I agree that there is a need for @@customMatcher, and that String, Number & co. should include definitions of it that resolve as primitive values. I don't understand how @@hasInstance "does not work across realms", but that's perhaps not really relevant.

rbuckton commented 3 months ago

I don't understand how @@hasInstance "does not work across realms", but that's perhaps not really relevant.

More specifically, the default implementation of @@hasInstance/instanceof does not work for built-ins for object/array/RegExp literals when the value comes from another realm/frame.

So if you write

<script>
function checkEach(obj, ar, re) {
  console.log("Object:", obj instanceof Object);
  console.log("Array:", ar instanceof Array);
  console.log("RegExp:", re instanceof RegExp);
}
</script>

in the outermost window and call top.checkEach({}, [], /./) inside an iframe it prints the following:

Object: false
Array: false
RegExp: false

Thus, instanceof for built-ins is unreliable across realms/frames.

ljharb commented 3 months ago

Additionally, anything can use Symbol.hasInstance to lie, so it's generally not a good tool to reach for.

rbuckton commented 3 months ago

Additionally, anything can use Symbol.hasInstance to lie, so it's generally not a good tool to reach for.

I don't think that's relevant, the same thing applies to Symbol.customMatcher.

eemeli commented 3 months ago

Extractors are not the correct feature to build runtime types on. While you can use extractors for runtime assertions, their purpose is to augment destructuring. IMO, a better feature upon which to build runtime types would be Decorators. For any runtime types implementation, I believe you need more than just input validation for them to be feasible, you also need introspection/reflection.

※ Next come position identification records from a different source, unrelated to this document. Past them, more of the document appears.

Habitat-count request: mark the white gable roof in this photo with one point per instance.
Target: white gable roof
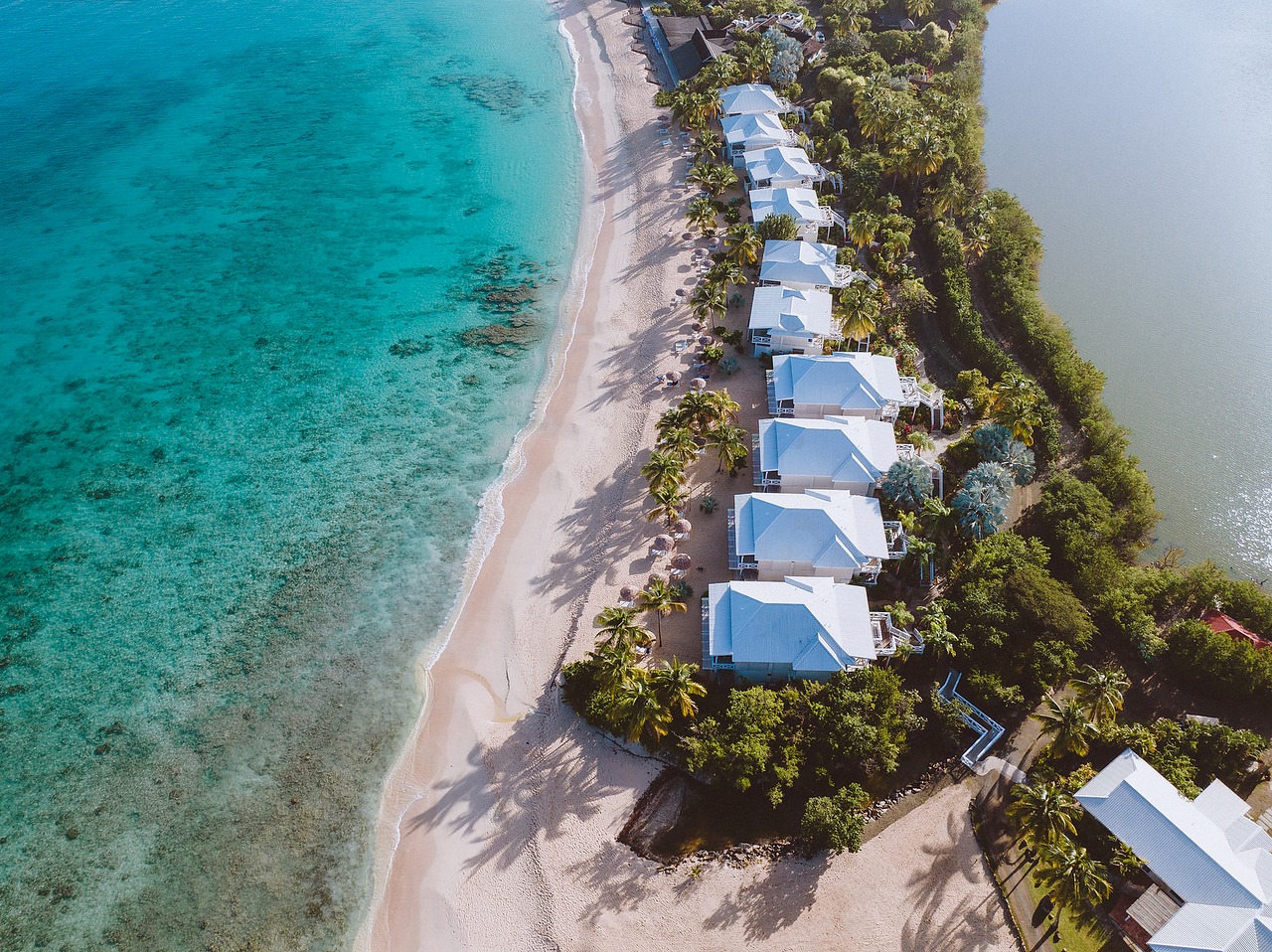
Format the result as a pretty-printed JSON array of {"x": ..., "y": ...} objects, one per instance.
[
  {"x": 749, "y": 96},
  {"x": 761, "y": 127},
  {"x": 855, "y": 381},
  {"x": 793, "y": 312},
  {"x": 781, "y": 163},
  {"x": 822, "y": 625},
  {"x": 1206, "y": 851},
  {"x": 844, "y": 448},
  {"x": 799, "y": 262},
  {"x": 834, "y": 530},
  {"x": 802, "y": 204}
]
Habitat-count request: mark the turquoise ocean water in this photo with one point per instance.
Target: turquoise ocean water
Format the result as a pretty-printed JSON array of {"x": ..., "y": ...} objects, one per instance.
[{"x": 243, "y": 431}]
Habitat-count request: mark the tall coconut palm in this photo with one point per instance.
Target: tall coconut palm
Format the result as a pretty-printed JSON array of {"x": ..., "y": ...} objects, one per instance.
[
  {"x": 1100, "y": 693},
  {"x": 678, "y": 442},
  {"x": 743, "y": 244},
  {"x": 644, "y": 713},
  {"x": 859, "y": 311},
  {"x": 1067, "y": 723},
  {"x": 731, "y": 447},
  {"x": 675, "y": 684},
  {"x": 1041, "y": 814},
  {"x": 1072, "y": 878},
  {"x": 663, "y": 468},
  {"x": 660, "y": 598},
  {"x": 617, "y": 626},
  {"x": 907, "y": 484},
  {"x": 701, "y": 213},
  {"x": 709, "y": 300},
  {"x": 668, "y": 503},
  {"x": 862, "y": 228},
  {"x": 614, "y": 666}
]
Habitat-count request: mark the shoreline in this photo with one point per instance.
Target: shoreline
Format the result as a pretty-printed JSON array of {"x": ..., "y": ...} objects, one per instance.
[{"x": 498, "y": 824}]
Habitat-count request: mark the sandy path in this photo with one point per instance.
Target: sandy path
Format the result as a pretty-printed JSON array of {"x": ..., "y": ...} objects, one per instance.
[{"x": 498, "y": 825}]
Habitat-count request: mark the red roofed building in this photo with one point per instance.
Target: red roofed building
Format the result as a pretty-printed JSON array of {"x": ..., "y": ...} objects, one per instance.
[{"x": 1225, "y": 625}]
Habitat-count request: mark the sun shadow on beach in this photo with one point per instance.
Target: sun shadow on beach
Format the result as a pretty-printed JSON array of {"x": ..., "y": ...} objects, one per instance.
[
  {"x": 545, "y": 775},
  {"x": 773, "y": 900}
]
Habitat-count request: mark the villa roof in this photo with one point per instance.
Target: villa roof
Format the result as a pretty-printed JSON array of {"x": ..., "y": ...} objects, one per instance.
[
  {"x": 813, "y": 624},
  {"x": 780, "y": 163},
  {"x": 855, "y": 381},
  {"x": 802, "y": 204},
  {"x": 1225, "y": 625},
  {"x": 787, "y": 311},
  {"x": 759, "y": 127},
  {"x": 1206, "y": 851},
  {"x": 750, "y": 96},
  {"x": 841, "y": 448},
  {"x": 800, "y": 263},
  {"x": 832, "y": 530}
]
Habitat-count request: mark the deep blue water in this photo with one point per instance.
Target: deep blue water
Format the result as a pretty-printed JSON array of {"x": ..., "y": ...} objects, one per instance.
[{"x": 241, "y": 434}]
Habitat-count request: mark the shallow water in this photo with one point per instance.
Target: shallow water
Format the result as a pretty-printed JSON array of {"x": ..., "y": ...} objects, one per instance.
[
  {"x": 1140, "y": 137},
  {"x": 241, "y": 438}
]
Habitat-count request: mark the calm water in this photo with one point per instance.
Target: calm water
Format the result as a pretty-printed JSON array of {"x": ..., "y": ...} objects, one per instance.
[
  {"x": 241, "y": 444},
  {"x": 1140, "y": 137}
]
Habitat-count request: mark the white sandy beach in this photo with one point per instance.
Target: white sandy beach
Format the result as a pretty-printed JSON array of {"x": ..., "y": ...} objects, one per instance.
[{"x": 498, "y": 825}]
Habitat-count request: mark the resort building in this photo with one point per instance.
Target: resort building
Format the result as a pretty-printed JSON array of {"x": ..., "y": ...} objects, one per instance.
[
  {"x": 823, "y": 534},
  {"x": 1211, "y": 865},
  {"x": 781, "y": 167},
  {"x": 796, "y": 629},
  {"x": 749, "y": 98},
  {"x": 804, "y": 265},
  {"x": 846, "y": 385},
  {"x": 800, "y": 204},
  {"x": 754, "y": 131},
  {"x": 845, "y": 453},
  {"x": 790, "y": 321}
]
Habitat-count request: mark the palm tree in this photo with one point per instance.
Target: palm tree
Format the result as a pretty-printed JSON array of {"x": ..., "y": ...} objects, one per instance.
[
  {"x": 907, "y": 484},
  {"x": 660, "y": 598},
  {"x": 862, "y": 228},
  {"x": 678, "y": 442},
  {"x": 859, "y": 311},
  {"x": 1072, "y": 878},
  {"x": 644, "y": 711},
  {"x": 730, "y": 445},
  {"x": 668, "y": 503},
  {"x": 663, "y": 468},
  {"x": 617, "y": 626},
  {"x": 614, "y": 666},
  {"x": 936, "y": 631},
  {"x": 1067, "y": 723},
  {"x": 675, "y": 684},
  {"x": 701, "y": 213},
  {"x": 743, "y": 244},
  {"x": 1043, "y": 814},
  {"x": 709, "y": 300},
  {"x": 707, "y": 145},
  {"x": 1100, "y": 693}
]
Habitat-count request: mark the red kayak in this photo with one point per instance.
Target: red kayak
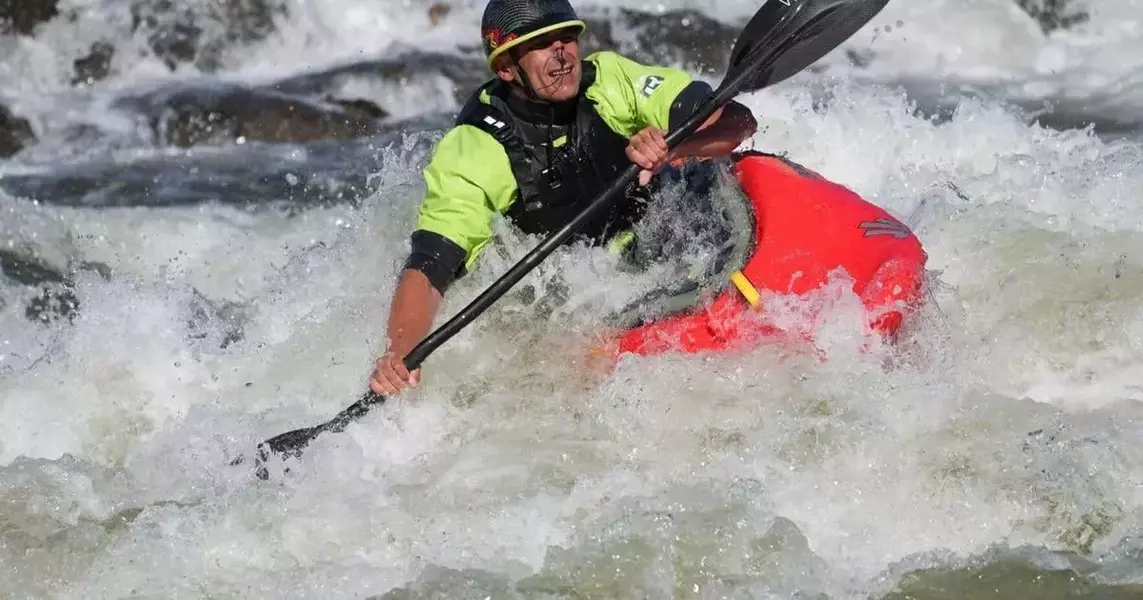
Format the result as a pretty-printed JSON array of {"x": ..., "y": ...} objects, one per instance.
[{"x": 805, "y": 228}]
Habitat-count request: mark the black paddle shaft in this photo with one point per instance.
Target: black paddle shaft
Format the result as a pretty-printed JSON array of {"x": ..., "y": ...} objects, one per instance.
[{"x": 783, "y": 38}]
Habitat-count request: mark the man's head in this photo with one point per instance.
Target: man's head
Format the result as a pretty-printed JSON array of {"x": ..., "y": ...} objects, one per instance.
[{"x": 533, "y": 45}]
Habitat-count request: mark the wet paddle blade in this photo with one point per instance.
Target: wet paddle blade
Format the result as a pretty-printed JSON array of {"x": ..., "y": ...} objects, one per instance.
[{"x": 783, "y": 39}]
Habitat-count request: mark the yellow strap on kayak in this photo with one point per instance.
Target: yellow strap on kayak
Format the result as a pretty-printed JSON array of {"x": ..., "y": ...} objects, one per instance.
[
  {"x": 746, "y": 288},
  {"x": 621, "y": 241}
]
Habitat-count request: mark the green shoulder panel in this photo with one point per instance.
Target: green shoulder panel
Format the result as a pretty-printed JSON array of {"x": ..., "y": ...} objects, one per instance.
[
  {"x": 468, "y": 181},
  {"x": 631, "y": 96}
]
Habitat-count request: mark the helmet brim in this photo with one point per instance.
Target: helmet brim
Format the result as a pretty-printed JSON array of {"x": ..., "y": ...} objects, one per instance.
[{"x": 533, "y": 34}]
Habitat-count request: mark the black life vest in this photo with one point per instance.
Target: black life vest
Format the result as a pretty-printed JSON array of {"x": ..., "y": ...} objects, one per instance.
[{"x": 584, "y": 166}]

Returning to the deeper point here, I think it's important to not only consider what extractors are meant for, but also what capabilities they offer beyond that initial purpose. In particular when used in code like

function drawLine(Point(p1), Point(p2)) { … }
const Point(p) = getPoint(…);

the extractors look like, and are, providing assertions about values satisfying Point[Symbol.customMatcher]. Sure, those assertions are really only facing inwards, and they're user-definable, and they're not really at all what types mean in other languages, but this honestly feels like a very JavaScripty way to do runtime typing. It also feels like a solution for maybe 80% of the use cases that one might have for runtime types, and that's good, because it's being reached with a comparatively small addition to the language.

As a library developer, I would absolutely use this syntax on public APIs to ensure that e.g. my functions are being called with the expected arguments. I probably wouldn't use it internally until build tooling is good enough to strip it out from places where it's unnecessary, but that won't take too long. This one change would probably subsume a decent chunk of what I'm using TS for, actually.